We can emit a warning log to the Postgres logs when re-notifying for expired locks:
CREATE OR REPLACE FUNCTION expired_lock_renotify() RETURNS void AS $$
DECLARE
message_record RECORD;
BEGIN
FOR message_record IN
SELECT id FROM messages WHERE lock_expired < NOW()
LOOP
--- NEW ---
RAISE WARNING 'Error: message_record.id=% lock expired, re-notifying', NEW.id;
--- end NEW ---
PERFORM pg_notify('new_message', message_record.id::TEXT);
END LOOP;
END;
$$ LANGUAGE plpgsql;
SELECT cron.schedule(
'messages:expired_lock_cleanup',
'* * * * *',
$$ SELECT expired_lock_cleanup(); $$
);
We can do the same whenever a message is inserted into the message_dead
table:
CREATE OR REPLACE FUNCTION dead_message_nofify() RETURNS trigger AS $$
BEGIN
RAISE WARNING 'Error: message_dead.id=% has result=%', NEW.id, NEW.result;
-- we could set up workers to automatically try reprocess these messages:
PERFORM pg_notify('dead_message', NEW.id::TEXT);
RETURN NEW;
END;
$$ LANGUAGE plpgsql;
CREATE TRIGGER dead_message_trigger
AFTER INSERT ON message_dead
FOR EACH ROW
EXECUTE FUNCTION dead_message_nofify();
And we can do the same when a message hasn’t been picked up by a worker at all:
CREATE OR REPLACE FUNCTION non_locked_notify() RETURNS void AS $$
DECLARE
message RECORD;
BEGIN
FOR message IN
SELECT id FROM messages
WHERE lock_expires_at IS NULL
AND date_trunc('minute', created_at) < date_trunc('minute', now())
LOOP
RAISE WARNING 'Error: message.id=% not picked up, re-notifying', message.id;
PERFORM pg_notify('new_message', message.id::TEXT);
END LOOP;
END;
$$ LANGUAGE plpgsql;
SELECT cron.schedule(
'messages:non_locked_notify',
'* * * * *',
$$ SELECT non_locked_notify(); $$
);
Is that good enough?
I think so.
Checkout the full code on github, it’s more complete and it actually runs.
Why not just use these as our queue?
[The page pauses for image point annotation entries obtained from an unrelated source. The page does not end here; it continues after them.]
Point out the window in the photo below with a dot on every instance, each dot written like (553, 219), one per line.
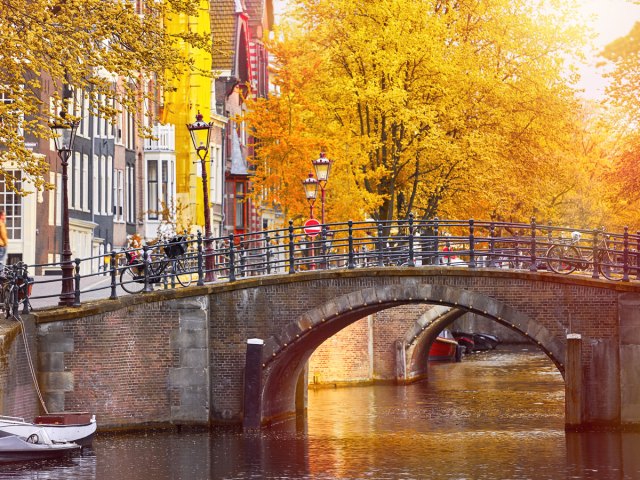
(5, 99)
(239, 206)
(11, 203)
(95, 205)
(85, 182)
(152, 189)
(131, 208)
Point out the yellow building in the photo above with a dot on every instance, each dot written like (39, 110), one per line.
(192, 95)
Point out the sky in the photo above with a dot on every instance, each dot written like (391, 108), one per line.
(611, 19)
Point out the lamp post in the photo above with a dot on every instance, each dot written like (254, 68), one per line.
(322, 166)
(201, 136)
(64, 134)
(310, 185)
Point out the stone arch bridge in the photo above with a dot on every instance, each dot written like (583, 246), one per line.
(236, 352)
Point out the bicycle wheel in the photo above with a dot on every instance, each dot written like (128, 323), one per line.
(9, 294)
(182, 272)
(131, 279)
(609, 266)
(562, 258)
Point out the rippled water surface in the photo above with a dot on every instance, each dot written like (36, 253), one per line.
(496, 415)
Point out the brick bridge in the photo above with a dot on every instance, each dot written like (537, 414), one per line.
(236, 352)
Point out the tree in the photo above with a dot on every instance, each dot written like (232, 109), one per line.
(426, 103)
(105, 51)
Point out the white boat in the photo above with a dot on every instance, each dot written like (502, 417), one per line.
(37, 446)
(73, 427)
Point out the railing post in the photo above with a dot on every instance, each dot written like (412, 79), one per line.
(492, 245)
(15, 299)
(351, 262)
(380, 246)
(638, 256)
(625, 256)
(199, 259)
(411, 262)
(267, 246)
(596, 255)
(232, 258)
(472, 245)
(76, 289)
(292, 250)
(243, 259)
(146, 262)
(325, 260)
(114, 276)
(436, 240)
(534, 261)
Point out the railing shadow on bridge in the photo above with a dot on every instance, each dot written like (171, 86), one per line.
(190, 259)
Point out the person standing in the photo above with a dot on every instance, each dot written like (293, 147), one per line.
(4, 240)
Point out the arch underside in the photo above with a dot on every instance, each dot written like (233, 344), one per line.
(285, 355)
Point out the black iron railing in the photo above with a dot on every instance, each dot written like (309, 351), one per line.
(399, 243)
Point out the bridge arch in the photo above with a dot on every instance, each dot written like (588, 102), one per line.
(285, 355)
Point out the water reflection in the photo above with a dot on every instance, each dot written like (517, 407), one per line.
(494, 416)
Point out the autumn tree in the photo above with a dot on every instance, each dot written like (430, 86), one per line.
(431, 107)
(104, 50)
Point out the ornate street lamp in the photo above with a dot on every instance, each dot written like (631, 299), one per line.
(201, 137)
(310, 185)
(64, 134)
(322, 166)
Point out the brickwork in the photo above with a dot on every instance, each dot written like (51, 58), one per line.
(127, 366)
(17, 392)
(344, 358)
(133, 364)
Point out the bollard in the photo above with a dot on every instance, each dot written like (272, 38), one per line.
(533, 267)
(199, 248)
(492, 245)
(351, 262)
(292, 266)
(114, 276)
(573, 381)
(411, 262)
(472, 245)
(625, 256)
(596, 256)
(76, 290)
(252, 418)
(380, 246)
(232, 258)
(146, 263)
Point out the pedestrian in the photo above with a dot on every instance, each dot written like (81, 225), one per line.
(4, 240)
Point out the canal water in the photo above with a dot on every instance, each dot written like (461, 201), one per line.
(495, 415)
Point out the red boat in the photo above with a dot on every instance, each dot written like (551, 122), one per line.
(444, 348)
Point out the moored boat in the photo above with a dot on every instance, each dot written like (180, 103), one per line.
(76, 427)
(444, 347)
(37, 446)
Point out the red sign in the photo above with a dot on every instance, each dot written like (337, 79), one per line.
(312, 227)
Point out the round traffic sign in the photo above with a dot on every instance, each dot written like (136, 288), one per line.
(312, 227)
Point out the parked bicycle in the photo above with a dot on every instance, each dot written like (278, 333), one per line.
(173, 263)
(567, 257)
(15, 288)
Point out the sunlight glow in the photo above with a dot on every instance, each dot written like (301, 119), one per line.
(610, 19)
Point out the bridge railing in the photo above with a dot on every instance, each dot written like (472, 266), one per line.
(406, 243)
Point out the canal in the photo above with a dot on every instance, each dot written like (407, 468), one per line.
(496, 415)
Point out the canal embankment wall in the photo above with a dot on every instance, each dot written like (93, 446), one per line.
(17, 392)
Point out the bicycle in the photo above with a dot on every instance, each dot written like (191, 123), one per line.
(565, 258)
(15, 289)
(173, 263)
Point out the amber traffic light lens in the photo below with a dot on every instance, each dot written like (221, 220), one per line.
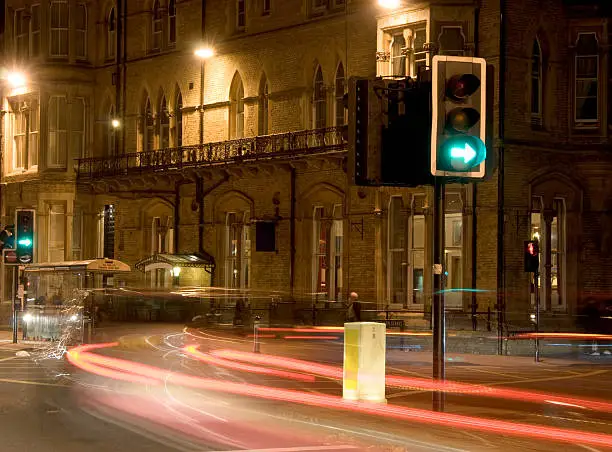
(462, 86)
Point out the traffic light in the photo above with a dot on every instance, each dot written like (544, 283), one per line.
(24, 239)
(365, 129)
(532, 256)
(458, 131)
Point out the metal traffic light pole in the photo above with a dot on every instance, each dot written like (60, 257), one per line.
(439, 321)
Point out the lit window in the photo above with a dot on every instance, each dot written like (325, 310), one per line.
(536, 80)
(319, 100)
(157, 26)
(240, 14)
(59, 29)
(35, 31)
(587, 70)
(172, 22)
(340, 90)
(111, 34)
(58, 132)
(81, 31)
(263, 107)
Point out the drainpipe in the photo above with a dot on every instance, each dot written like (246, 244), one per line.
(292, 235)
(500, 188)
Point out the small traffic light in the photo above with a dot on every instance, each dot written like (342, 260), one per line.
(365, 130)
(458, 130)
(532, 256)
(24, 240)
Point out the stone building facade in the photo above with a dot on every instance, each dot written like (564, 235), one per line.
(240, 158)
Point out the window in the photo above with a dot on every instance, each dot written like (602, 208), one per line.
(398, 55)
(149, 128)
(237, 108)
(57, 233)
(451, 41)
(156, 26)
(25, 134)
(164, 124)
(178, 115)
(336, 254)
(59, 29)
(111, 132)
(21, 34)
(20, 125)
(587, 70)
(340, 90)
(58, 132)
(238, 251)
(34, 132)
(396, 257)
(536, 81)
(263, 107)
(319, 101)
(77, 122)
(172, 22)
(417, 250)
(240, 14)
(77, 234)
(320, 245)
(35, 31)
(454, 250)
(111, 35)
(81, 31)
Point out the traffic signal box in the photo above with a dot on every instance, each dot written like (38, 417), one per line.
(24, 240)
(458, 130)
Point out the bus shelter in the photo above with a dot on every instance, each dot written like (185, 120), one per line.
(60, 302)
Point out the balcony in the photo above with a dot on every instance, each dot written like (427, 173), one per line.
(244, 150)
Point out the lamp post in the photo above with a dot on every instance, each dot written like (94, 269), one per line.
(203, 53)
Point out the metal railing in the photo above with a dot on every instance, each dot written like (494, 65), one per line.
(244, 149)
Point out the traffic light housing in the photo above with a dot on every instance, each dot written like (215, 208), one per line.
(532, 256)
(24, 236)
(389, 132)
(459, 111)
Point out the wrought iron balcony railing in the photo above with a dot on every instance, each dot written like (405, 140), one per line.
(289, 144)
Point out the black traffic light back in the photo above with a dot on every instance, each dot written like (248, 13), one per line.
(24, 240)
(532, 256)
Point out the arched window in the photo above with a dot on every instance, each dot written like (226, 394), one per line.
(81, 31)
(178, 119)
(172, 22)
(111, 34)
(148, 127)
(111, 132)
(340, 88)
(319, 101)
(587, 78)
(263, 107)
(164, 124)
(156, 26)
(237, 108)
(536, 81)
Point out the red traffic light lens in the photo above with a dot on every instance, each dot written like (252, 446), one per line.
(462, 119)
(461, 86)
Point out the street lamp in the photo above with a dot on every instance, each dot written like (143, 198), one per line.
(389, 4)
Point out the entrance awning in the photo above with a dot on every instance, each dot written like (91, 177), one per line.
(92, 265)
(195, 260)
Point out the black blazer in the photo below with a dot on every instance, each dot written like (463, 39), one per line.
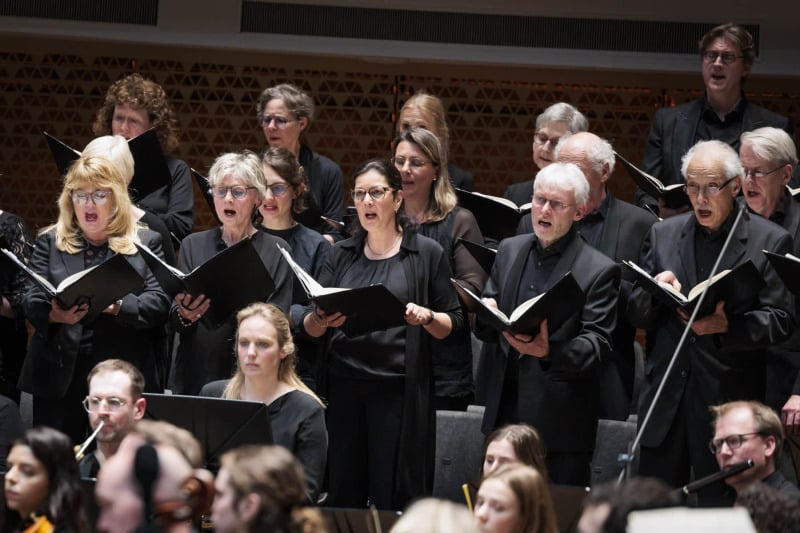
(674, 131)
(133, 335)
(711, 368)
(556, 394)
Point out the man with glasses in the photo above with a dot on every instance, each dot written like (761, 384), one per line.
(115, 398)
(547, 378)
(723, 355)
(750, 430)
(727, 53)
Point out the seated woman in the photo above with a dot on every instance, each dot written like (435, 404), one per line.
(42, 486)
(132, 106)
(265, 373)
(261, 488)
(515, 499)
(286, 196)
(204, 353)
(95, 222)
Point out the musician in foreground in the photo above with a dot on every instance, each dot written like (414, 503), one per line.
(750, 430)
(723, 357)
(95, 222)
(531, 373)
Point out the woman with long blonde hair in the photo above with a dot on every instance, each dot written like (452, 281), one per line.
(265, 373)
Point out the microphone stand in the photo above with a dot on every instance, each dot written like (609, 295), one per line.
(628, 458)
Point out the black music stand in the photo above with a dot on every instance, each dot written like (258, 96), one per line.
(220, 425)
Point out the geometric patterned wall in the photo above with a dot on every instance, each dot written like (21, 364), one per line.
(491, 118)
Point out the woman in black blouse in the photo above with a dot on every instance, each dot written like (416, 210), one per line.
(284, 113)
(13, 335)
(265, 373)
(205, 354)
(380, 415)
(430, 201)
(286, 196)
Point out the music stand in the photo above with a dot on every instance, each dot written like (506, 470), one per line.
(220, 425)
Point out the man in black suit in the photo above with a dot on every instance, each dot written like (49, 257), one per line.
(769, 156)
(727, 53)
(617, 229)
(723, 357)
(546, 378)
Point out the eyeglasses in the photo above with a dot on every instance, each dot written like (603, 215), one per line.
(280, 122)
(733, 441)
(728, 58)
(93, 404)
(414, 163)
(758, 174)
(376, 193)
(98, 197)
(278, 189)
(237, 191)
(708, 191)
(555, 205)
(542, 139)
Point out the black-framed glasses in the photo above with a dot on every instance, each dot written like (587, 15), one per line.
(278, 189)
(93, 404)
(733, 441)
(555, 205)
(237, 191)
(708, 190)
(280, 122)
(413, 162)
(728, 58)
(759, 174)
(98, 197)
(376, 193)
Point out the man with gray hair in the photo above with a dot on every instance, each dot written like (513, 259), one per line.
(723, 356)
(769, 157)
(530, 374)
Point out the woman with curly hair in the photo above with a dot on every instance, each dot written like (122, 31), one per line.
(132, 106)
(42, 485)
(261, 488)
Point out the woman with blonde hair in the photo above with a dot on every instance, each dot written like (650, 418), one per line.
(265, 373)
(95, 222)
(515, 499)
(261, 488)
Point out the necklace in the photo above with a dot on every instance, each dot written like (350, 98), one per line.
(389, 249)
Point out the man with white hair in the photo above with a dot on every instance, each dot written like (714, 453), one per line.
(768, 156)
(723, 357)
(546, 378)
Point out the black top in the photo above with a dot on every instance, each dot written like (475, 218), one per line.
(173, 203)
(298, 424)
(206, 355)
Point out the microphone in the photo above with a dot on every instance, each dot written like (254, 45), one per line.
(694, 486)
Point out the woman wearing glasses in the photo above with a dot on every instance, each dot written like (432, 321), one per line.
(380, 414)
(132, 106)
(238, 186)
(95, 223)
(284, 113)
(430, 201)
(286, 196)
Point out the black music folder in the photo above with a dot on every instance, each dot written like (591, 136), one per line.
(232, 279)
(484, 255)
(673, 195)
(564, 300)
(497, 217)
(735, 286)
(98, 286)
(150, 168)
(788, 269)
(220, 425)
(369, 308)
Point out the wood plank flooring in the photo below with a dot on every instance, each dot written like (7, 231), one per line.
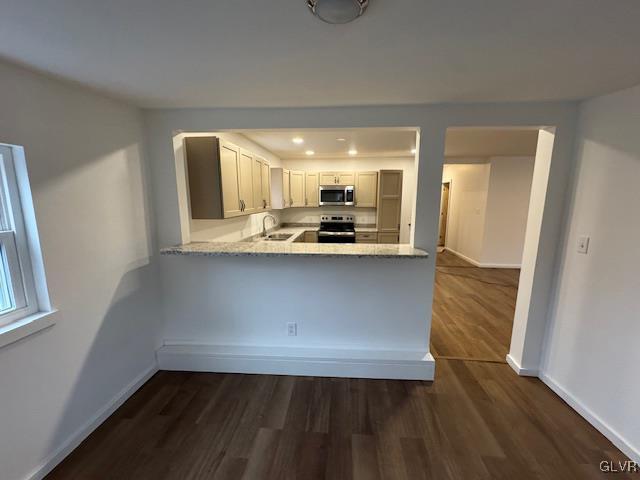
(473, 310)
(478, 420)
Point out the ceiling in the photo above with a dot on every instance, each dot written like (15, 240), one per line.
(462, 143)
(241, 53)
(490, 142)
(369, 142)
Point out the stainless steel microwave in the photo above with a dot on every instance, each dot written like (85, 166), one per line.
(337, 195)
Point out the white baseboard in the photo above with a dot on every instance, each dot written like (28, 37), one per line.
(523, 372)
(94, 422)
(618, 440)
(476, 263)
(315, 362)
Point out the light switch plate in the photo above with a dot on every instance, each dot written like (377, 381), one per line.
(583, 244)
(292, 329)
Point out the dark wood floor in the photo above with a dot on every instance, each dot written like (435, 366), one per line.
(477, 420)
(472, 310)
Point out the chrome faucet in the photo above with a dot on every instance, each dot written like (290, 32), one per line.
(264, 223)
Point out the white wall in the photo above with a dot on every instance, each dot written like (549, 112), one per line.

We could, but: no persistence, we don’t get any of the other stuff we do later on in this article, and the payload size is limited to 8kB (what if we want big messages?).
We can make this more efficient by doing a
SELECT ... FOR UPDATE NOWAIT
before theUPDATE ... RETURNING
inside a transaction, but this simpler way is fine too.This will prevent a worker from holding onto a message forever if it’s stuck in a loop, but it will also prevent a worker from processing a message that takes a long time—in that case we would need to increase the timeout.